Some of my key take a ways from the workshop discussion were:
Design can ensure we are use CI to solve the right problems
Design can bring empathy to CI. Machines don’t have empathy and AI is quite a way off plugging the gap
Design can make CI usable and accessible
Design can ensure that CI is ethical
Design enables us to understand people’s needs, desires and motivations. We know from citizen science work that people want to feel like they are helping; Looking at pictures to find new galaxies or count penguins is OK but studies show that if the stakes are too high (i.e. spotting cancer cells) people feel uncomfortable and want to participate less.
This was a successful first step towards a set of design principles and was a great opportunity to start the right kinds of conversations.

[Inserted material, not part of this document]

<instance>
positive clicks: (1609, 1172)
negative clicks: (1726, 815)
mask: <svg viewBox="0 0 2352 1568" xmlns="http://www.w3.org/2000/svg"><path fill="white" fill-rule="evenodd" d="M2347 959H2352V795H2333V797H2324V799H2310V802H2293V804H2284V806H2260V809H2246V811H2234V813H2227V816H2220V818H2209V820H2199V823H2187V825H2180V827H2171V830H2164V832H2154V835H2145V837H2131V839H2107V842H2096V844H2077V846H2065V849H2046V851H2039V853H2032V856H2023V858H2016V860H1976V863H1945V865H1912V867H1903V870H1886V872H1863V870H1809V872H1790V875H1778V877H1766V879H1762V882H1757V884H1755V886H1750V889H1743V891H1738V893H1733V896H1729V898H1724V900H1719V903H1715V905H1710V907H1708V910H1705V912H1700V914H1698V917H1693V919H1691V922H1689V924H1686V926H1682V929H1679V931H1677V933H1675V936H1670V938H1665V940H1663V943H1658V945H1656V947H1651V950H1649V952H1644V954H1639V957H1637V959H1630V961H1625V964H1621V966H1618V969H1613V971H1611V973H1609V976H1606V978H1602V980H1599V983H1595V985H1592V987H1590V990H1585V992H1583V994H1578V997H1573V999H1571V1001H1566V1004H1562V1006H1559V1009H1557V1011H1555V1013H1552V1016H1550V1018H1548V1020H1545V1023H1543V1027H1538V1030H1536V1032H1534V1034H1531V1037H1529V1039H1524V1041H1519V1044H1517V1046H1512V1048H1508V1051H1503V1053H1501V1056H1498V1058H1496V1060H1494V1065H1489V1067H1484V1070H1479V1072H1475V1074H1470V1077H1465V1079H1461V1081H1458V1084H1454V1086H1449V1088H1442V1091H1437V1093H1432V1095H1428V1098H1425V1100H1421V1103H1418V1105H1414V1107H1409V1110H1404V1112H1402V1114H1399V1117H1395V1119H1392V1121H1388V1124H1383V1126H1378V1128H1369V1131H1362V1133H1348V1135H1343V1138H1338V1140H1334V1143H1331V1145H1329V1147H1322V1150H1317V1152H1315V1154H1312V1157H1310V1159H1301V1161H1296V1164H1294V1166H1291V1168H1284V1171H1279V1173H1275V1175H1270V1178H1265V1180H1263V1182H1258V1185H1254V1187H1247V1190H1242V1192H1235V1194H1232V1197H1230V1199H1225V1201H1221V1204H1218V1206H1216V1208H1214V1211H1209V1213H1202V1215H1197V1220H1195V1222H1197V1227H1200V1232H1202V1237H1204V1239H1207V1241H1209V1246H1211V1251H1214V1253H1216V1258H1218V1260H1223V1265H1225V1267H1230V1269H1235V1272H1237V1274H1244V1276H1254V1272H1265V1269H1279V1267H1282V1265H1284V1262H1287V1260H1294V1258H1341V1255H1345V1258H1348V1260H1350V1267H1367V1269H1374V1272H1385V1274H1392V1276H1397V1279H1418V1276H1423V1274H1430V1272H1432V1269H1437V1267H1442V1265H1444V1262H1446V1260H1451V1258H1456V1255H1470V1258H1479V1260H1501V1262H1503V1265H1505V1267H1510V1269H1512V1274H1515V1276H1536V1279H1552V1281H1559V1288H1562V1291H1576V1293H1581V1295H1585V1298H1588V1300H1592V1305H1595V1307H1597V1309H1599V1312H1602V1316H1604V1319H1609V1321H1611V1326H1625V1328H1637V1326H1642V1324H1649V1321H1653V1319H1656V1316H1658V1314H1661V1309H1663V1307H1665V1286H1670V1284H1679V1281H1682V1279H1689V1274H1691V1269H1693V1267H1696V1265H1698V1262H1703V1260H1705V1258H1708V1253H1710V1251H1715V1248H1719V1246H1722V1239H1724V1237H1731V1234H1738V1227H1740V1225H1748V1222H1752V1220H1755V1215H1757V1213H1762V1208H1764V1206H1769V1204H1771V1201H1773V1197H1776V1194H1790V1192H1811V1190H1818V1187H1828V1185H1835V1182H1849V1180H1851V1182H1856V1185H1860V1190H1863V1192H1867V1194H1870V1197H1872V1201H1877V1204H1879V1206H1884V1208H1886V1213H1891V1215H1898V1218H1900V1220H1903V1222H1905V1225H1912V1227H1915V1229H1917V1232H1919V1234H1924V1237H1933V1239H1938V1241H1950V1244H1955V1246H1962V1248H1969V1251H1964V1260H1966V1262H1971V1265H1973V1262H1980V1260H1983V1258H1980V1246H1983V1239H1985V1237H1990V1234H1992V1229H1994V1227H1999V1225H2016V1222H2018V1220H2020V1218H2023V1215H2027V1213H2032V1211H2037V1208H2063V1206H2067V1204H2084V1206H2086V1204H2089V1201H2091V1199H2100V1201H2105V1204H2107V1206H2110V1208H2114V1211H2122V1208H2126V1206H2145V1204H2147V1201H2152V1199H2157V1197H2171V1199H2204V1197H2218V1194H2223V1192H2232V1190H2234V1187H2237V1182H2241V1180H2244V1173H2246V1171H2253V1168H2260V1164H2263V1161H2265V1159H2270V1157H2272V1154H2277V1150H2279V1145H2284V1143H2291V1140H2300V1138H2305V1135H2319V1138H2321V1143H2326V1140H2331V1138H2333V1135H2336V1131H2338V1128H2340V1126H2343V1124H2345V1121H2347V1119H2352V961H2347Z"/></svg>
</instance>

All in all it was a fascinating day spent looking at the topic through a macro lens, but as I sit on the train typing this post my mind is swirling with ideas around how we might apply the same principles to our own organisational intelligence. Taking a micro view and starting to explore the question:
I’ve been giving some thought to this question for some time. Through our localities approach we are starting to learn about our customers and communities in more detail than ever before. We are using this ‘rich information’ on an individual level, but I’m not sure we’ve managed to make the most of it at an aggregated level. The truth is that aggregating analogue, tacit knowledge, the kind of knowledge that arguably makes up 90% of our organisational intelligence but is difficult or impractical to transfer between colleagues is tricky, because it isn’t stored as hard data which can be interrogated at scale. This feels like a missed opportunity. As a service designer I’m keen to uncover ways in which we might be able to access and curate what amounts to our own CI. The insights we could uncover would be gold dust; enabling us to spot emergent trends and pick up weak signals from our communities that will ultimately help us to design better preventative services which improve outcomes for our customers whilst at the same time helping the business work smarter.
So watch this space. I’ll be writing more on the topic over the coming days . . . Once my brain stops fizzing!